Under Claims-Made Policy, Claim is “First Brought” Insured Where Receives Demand Letter

The California Court of Appeal has held that, under a claims-made policy, a claim is “first brought” at the place the insured receives a third party’s demand letter. (National Cas. Co. v. Sovereign Gen. Ins. Svcs. (2006) 40 Cal.Rptr.3d 591)

Facts

National Casualty Company (National) issued a liability policy to Sovereign General Insurance Services, Inc. (Sovereign), a surplus lines broker.  The policy provided coverage for wrongful acts committed anywhere in the world provided that the claim was first brought in the United States, and so long as the claim was first made during the policy period. The policy defined a “claim” as a demand or assertion of a legal right seeking damages, and included any arbitration proceeding to which any insured was required to submit.

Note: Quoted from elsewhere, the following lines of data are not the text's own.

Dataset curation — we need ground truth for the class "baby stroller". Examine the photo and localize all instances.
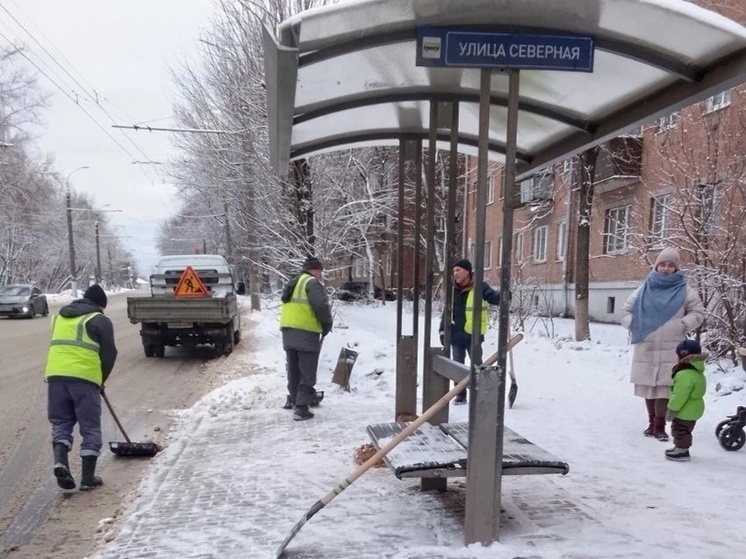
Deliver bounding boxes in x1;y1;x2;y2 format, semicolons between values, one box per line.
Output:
715;406;746;450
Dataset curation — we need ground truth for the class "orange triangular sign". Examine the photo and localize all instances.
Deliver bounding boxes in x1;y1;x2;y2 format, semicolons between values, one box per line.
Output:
174;266;209;297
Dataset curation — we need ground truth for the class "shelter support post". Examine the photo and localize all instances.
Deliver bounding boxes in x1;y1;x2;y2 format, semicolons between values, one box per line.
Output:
394;336;417;421
495;70;520;540
464;69;500;545
421;101;448;491
394;140;417;420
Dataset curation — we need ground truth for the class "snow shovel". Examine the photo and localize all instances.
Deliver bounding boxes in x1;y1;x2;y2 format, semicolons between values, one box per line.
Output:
275;333;523;559
101;388;161;458
508;330;518;408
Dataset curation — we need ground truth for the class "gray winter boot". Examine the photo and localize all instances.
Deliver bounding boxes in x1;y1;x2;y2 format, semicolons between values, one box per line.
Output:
80;456;104;491
666;446;691;462
52;443;75;490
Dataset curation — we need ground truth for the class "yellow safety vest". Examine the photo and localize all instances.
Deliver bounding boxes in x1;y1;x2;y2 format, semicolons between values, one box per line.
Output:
280;274;323;334
464;287;489;334
44;312;103;386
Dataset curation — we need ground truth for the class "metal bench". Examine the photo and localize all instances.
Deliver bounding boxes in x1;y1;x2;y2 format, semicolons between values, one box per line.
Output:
368;423;570;479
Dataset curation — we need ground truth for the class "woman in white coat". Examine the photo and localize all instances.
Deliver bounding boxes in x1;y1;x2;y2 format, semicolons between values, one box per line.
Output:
622;247;705;441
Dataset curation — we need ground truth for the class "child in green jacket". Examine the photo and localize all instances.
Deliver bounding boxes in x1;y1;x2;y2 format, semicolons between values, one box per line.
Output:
666;340;707;462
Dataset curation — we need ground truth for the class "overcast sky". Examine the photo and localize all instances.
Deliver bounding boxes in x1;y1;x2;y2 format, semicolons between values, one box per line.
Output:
0;0;213;273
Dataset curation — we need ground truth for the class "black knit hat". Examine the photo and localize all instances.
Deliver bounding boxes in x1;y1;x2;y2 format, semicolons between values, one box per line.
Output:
676;340;702;358
302;256;324;272
83;283;109;309
453;258;473;274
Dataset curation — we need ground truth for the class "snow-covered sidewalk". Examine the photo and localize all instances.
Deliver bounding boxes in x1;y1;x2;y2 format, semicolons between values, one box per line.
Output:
94;304;746;559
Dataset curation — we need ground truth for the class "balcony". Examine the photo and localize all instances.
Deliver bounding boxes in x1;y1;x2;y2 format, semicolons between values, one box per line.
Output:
595;136;642;194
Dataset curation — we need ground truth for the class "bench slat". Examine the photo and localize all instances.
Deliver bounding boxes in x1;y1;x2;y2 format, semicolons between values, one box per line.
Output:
368;423;466;479
440;423;570;475
368;423;570;479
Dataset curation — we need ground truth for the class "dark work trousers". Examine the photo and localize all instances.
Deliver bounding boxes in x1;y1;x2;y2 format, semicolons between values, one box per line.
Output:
671;417;697;448
47;379;102;456
285;349;321;406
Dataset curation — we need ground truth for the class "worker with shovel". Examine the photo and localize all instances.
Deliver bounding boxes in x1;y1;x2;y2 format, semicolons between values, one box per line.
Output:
280;256;332;421
439;258;500;404
45;284;117;491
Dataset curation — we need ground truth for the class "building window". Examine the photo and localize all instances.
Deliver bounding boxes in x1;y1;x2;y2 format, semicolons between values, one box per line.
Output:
520;172;554;204
704;89;730;113
650;194;671;245
484;241;492;270
606;297;616;314
658;111;681;132
533;225;547;262
604;206;629;254
694;184;718;240
557;221;567;262
514;233;523;262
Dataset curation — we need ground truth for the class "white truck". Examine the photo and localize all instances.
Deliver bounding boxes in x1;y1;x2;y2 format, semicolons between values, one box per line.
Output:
127;254;241;357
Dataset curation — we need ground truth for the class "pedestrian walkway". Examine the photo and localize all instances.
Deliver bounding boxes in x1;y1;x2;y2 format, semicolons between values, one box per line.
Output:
88;371;633;559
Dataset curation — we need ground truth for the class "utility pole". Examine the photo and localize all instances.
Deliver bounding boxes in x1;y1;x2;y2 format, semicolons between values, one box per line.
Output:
65;188;78;299
93;221;101;283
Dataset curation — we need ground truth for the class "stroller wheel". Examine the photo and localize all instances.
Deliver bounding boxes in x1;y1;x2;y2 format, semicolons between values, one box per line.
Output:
718;425;746;451
715;418;730;437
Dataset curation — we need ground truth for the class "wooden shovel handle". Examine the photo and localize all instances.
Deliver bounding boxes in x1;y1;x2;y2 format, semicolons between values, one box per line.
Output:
321;333;523;506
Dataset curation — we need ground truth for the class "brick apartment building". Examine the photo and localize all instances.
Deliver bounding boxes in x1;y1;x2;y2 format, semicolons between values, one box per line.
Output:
466;80;746;322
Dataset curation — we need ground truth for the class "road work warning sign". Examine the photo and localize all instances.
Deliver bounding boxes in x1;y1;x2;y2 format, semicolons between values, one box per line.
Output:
174;266;208;297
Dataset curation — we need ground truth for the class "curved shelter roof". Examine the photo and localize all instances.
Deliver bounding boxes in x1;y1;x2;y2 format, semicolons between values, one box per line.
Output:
264;0;746;174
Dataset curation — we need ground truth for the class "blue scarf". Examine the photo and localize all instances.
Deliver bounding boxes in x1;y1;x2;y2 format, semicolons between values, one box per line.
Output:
630;270;686;344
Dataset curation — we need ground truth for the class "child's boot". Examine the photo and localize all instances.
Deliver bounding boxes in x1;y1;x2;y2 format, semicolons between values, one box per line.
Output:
666;446;690;462
642;415;655;437
653;416;668;442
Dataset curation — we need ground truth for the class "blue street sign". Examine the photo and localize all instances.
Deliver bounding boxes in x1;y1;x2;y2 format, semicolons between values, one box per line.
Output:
417;27;594;72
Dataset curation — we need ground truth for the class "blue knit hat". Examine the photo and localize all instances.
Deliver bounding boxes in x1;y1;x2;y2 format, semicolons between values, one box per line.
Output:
676;340;702;358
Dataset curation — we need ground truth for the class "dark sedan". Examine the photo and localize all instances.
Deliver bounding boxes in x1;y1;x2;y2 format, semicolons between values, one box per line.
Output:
0;285;49;318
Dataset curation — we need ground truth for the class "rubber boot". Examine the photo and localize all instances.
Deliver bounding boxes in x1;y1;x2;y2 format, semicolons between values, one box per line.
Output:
653;416;668;442
293;406;313;421
80;456;104;491
642;415;655;437
52;443;75;490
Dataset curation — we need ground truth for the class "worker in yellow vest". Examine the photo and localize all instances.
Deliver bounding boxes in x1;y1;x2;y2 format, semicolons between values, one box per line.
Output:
440;258;500;404
44;284;117;491
280;256;332;421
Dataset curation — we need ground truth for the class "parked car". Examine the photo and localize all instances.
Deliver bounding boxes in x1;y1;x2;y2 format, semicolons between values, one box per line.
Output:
0;284;49;318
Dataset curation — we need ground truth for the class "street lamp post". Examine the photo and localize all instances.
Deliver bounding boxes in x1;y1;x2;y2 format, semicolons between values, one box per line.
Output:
65;165;90;299
94;220;101;283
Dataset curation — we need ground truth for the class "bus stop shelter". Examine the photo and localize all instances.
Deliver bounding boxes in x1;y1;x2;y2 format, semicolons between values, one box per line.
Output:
264;0;746;543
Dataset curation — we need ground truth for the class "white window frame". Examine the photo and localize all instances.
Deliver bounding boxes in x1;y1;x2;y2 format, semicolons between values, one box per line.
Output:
513;231;523;262
603;205;631;254
484;241;492;270
704;89;730;114
657;111;681;132
650;194;671;246
532;225;548;263
557;219;567;262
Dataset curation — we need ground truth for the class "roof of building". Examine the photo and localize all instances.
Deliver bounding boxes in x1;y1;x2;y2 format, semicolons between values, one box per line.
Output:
264;0;746;178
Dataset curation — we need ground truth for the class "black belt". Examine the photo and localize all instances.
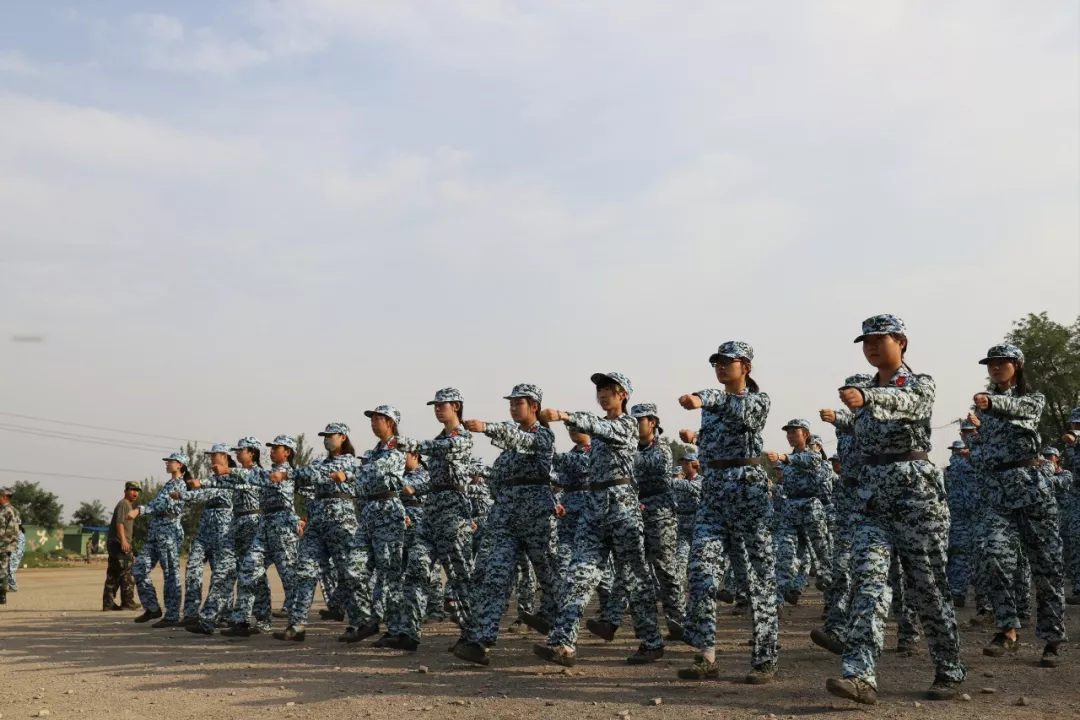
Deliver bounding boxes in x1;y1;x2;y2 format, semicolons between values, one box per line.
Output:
994;458;1039;473
315;492;355;500
866;450;930;467
589;477;630;490
428;485;465;492
507;477;551;488
706;458;761;470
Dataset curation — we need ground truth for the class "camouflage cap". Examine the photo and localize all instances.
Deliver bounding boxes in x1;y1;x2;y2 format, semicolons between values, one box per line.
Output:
855;315;907;342
162;452;191;467
978;345;1024;366
708;340;754;365
364;405;402;425
502;382;543;403
630;403;660;420
232;435;262;450
428;388;465;405
267;435;299;452
590;372;634;395
319;422;349;437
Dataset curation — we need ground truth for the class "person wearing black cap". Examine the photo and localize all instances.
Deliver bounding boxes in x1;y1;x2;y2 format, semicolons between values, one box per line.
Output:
974;345;1067;667
532;372;664;667
102;483;143;610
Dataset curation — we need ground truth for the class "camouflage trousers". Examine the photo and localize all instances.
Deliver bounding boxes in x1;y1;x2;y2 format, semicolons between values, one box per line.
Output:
184;507;232;619
475;505;562;642
777;498;833;597
132;518;184;621
840;461;966;688
395;490;475;641
686;466;780;667
102;543;135;609
602;501;689;629
349;498;405;635
233;511;300;626
288;499;361;628
548;500;664;649
983;499;1066;642
7;532;26;593
947;515;975;597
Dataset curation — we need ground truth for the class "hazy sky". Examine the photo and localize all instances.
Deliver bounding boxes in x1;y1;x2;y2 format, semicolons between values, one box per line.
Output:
0;0;1080;513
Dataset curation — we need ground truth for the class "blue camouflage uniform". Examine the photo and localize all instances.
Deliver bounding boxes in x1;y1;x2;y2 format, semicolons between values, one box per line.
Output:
397;388;474;647
686;342;779;674
534;372;663;660
356;405;406;635
183;444;232;622
234;435;300;634
945;440;982;604
672;452;701;584
975;345;1066;644
841;315;966;689
777;420;832;603
132;452;189;623
285;422;361;639
468;384;561;646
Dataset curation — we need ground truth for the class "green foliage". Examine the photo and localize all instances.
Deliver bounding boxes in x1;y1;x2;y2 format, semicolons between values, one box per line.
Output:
71;500;111;527
11;480;64;530
1005;312;1080;445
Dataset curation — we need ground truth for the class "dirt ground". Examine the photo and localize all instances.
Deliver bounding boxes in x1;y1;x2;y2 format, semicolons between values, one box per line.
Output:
0;566;1080;720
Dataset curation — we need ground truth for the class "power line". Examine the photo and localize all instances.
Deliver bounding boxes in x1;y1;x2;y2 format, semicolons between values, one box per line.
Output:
0;425;175;452
0;467;139;483
0;412;214;445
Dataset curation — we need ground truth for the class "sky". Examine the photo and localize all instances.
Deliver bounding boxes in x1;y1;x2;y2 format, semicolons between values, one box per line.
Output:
0;0;1080;513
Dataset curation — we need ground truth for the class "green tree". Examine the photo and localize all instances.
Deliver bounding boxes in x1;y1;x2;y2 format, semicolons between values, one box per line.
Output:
11;480;64;530
71;500;109;527
1005;312;1080;445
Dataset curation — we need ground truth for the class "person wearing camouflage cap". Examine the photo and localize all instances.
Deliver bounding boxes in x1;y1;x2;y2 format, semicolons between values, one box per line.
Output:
678;341;780;684
454;383;561;665
825;315;966;704
339;405;405;642
127;452;191;627
212;435;300;638
532;372;664;666
180;443;237;627
766;419;832;604
270;422;362;642
0;487;23;604
973;344;1067;667
379;388;476;651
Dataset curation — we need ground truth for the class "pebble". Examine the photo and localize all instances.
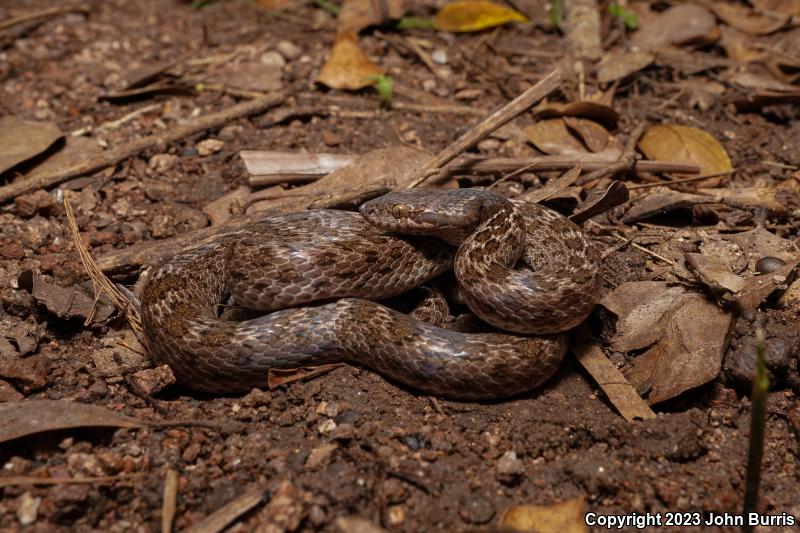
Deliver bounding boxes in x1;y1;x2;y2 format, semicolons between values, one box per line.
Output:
431;48;447;65
275;40;303;61
197;139;225;157
261;50;286;68
131;365;177;396
147;154;178;172
495;451;525;485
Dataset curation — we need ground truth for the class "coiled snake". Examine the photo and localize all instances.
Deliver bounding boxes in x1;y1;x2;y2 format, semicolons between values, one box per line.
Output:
141;189;600;399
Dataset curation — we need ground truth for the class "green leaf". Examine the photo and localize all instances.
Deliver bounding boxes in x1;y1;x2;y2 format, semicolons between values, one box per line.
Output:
369;76;394;109
608;4;639;30
547;0;564;29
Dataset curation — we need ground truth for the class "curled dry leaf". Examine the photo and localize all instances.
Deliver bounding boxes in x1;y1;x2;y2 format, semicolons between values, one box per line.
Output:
631;4;719;50
338;0;408;33
0;115;63;174
622;187;715;224
523;118;622;162
500;496;589;533
711;2;791;35
597;50;655;83
433;0;528;32
533;100;619;126
600;281;731;405
317;31;383;90
639;124;733;187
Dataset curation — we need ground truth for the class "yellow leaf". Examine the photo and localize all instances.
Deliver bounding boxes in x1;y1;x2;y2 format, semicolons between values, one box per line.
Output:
500;496;588;533
317;31;383;90
639;124;733;182
434;0;528;32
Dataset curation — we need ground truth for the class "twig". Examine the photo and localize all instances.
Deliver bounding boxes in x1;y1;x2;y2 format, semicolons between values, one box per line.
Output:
0;473;142;488
576;123;647;185
0;4;91;31
0;94;284;203
187;489;267;533
161;468;178;533
742;315;769;532
409;69;561;188
628;169;736;190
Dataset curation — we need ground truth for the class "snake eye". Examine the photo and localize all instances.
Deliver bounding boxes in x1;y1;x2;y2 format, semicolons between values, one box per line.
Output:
392;204;410;218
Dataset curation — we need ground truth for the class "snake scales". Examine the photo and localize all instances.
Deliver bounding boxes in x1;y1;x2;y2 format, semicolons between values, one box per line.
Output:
141;189;600;399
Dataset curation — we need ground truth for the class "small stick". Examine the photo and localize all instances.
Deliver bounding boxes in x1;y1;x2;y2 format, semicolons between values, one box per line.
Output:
0;4;91;31
0;93;284;203
187;489;267;533
628;169;736;190
408;69;561;189
742;315;769;532
161;468;178;533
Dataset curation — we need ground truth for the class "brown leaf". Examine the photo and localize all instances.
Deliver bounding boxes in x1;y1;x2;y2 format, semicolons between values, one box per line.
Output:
267;363;344;390
338;0;408;33
622;187;715;224
500;496;589;533
597;50;655;83
631;4;718;50
317;31;383;90
533;100;619;126
0;115;63;174
434;0;528;32
523;118;622;161
639;124;733;186
0;400;146;442
601;282;731;405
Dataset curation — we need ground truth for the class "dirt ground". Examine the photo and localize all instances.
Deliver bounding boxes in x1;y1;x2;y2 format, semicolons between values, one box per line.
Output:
0;0;800;532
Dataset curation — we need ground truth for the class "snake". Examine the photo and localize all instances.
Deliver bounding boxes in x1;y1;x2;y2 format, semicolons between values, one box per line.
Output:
140;188;601;400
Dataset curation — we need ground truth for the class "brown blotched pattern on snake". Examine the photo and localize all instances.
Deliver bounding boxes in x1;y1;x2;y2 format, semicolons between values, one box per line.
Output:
141;189;599;399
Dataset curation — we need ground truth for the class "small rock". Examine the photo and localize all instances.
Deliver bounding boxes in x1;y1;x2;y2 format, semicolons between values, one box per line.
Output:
275;40;303;61
495;451;525;485
261;50;286;67
0;355;47;394
17;492;42;526
219;124;244;142
458;494;495;525
147;154;178;172
132;365;177;396
386;505;406;526
306;442;339;469
14;189;58;218
197;139;225;157
317;418;336;435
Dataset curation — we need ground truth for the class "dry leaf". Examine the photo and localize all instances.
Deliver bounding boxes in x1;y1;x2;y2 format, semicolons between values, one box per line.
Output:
639;124;733;186
338;0;408;33
523;118;622;161
711;2;790;35
434;0;528;32
600;281;731;405
597;50;655;83
317;31;383;90
631;4;719;50
0;400;146;442
533;100;619;126
500;496;589;533
0;115;63;174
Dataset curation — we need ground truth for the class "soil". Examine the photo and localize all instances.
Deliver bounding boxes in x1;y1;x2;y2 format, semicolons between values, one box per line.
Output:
0;0;800;532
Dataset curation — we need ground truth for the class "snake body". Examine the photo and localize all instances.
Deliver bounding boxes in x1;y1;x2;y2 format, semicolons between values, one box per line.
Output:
141;189;599;399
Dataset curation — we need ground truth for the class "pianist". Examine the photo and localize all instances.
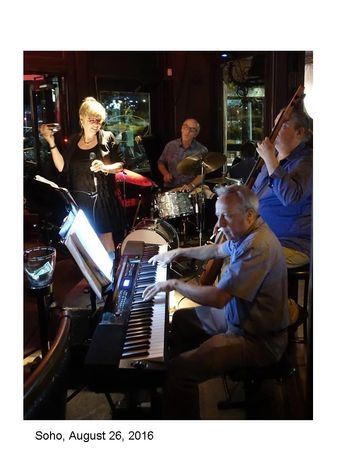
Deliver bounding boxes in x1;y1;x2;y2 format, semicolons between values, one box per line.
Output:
144;185;288;419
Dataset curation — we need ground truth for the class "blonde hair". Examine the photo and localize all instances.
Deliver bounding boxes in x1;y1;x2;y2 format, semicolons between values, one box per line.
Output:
79;97;107;123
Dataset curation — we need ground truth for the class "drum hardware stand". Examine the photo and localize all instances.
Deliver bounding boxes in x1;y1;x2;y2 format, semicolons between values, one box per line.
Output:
131;194;142;230
196;158;205;246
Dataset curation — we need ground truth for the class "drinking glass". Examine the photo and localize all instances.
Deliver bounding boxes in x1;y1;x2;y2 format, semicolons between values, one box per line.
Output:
24;246;56;289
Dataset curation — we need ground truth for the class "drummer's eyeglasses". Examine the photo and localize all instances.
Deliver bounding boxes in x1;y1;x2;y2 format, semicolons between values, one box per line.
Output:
182;123;198;133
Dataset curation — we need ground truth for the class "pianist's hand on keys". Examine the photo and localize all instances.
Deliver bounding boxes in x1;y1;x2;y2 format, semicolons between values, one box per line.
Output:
142;279;176;301
148;248;181;266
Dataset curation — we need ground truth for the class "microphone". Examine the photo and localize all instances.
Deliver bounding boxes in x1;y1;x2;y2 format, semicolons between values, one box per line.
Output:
89;152;97;192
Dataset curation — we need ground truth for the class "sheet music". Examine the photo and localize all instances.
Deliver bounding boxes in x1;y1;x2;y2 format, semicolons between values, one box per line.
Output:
60;209;113;298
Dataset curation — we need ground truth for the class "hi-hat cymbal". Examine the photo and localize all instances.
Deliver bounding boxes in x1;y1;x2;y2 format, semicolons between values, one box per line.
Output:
205;177;242;185
176;152;226;176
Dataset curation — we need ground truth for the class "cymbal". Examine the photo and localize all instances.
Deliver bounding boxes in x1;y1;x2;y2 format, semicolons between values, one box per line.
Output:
115;169;156;187
205;177;242;185
176;152;226;176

Under agreements with Certain Underwriters at Lloyd’s, London (Lloyd’s), Sovereign issued certificates of insurance and processed claims.  Sovereign’s agreements with Lloyd’s required that all matters “arising under, out of or in connection with” the agreements had to be arbitrated in London in accordance with the laws of England.

In a letter addressed to Sovereign’s offices in California, Lloyd’s asserted that it had suffered losses as a result of Sovereign’s breach of the agreements and that Lloyd’s intended to recover all losses arising out of Sovereign’s actions. Lloyd’s then demanded $5 million to settle its claims, and also demanded arbitration.  Sovereign tendered the claims to National.

National agreed to defend Sovereign, but reserved its rights to assert that Lloyd’s claims were brought outside the territorial limits of National’s policy.   National then brought a declaratory relief action, contending that the coverage for a “claim … first brought in the United States” meant that a claimant had to initiate a legal proceeding in the United States.  Essentially, National asserted that Lloyd’s claim was “brought” when Lloyd’s initiated an arbitration proceeding in London and that, therefore, the claim fell outside the territorial limit of National’s policy.

Holding

The Court of Appeal rejected National’s interpretation of the policy, finding it was not reasonable to interpret the phrase “claim first brought” as a limitation to a particular territory given the fact that the policy purported to cover wrongful acts committed anywhere in the world.  The Court also found the phrase “claim first brought” to be ambiguous because the policy defined a “claim” to include not only a lawsuit, but also a mere demand for damages.  Therefore, the Court concluded, Lloyd’s “brought” the claim when Lloyd’s mailed the demand letter to Sovereign’s offices in California.

Comment

This case illustrates that, once a California appellate court determines that a policy term is ambiguous, the court will use the parties’ “objective reasonable expectations” to resolve the ambiguity (usually in favor of the insured).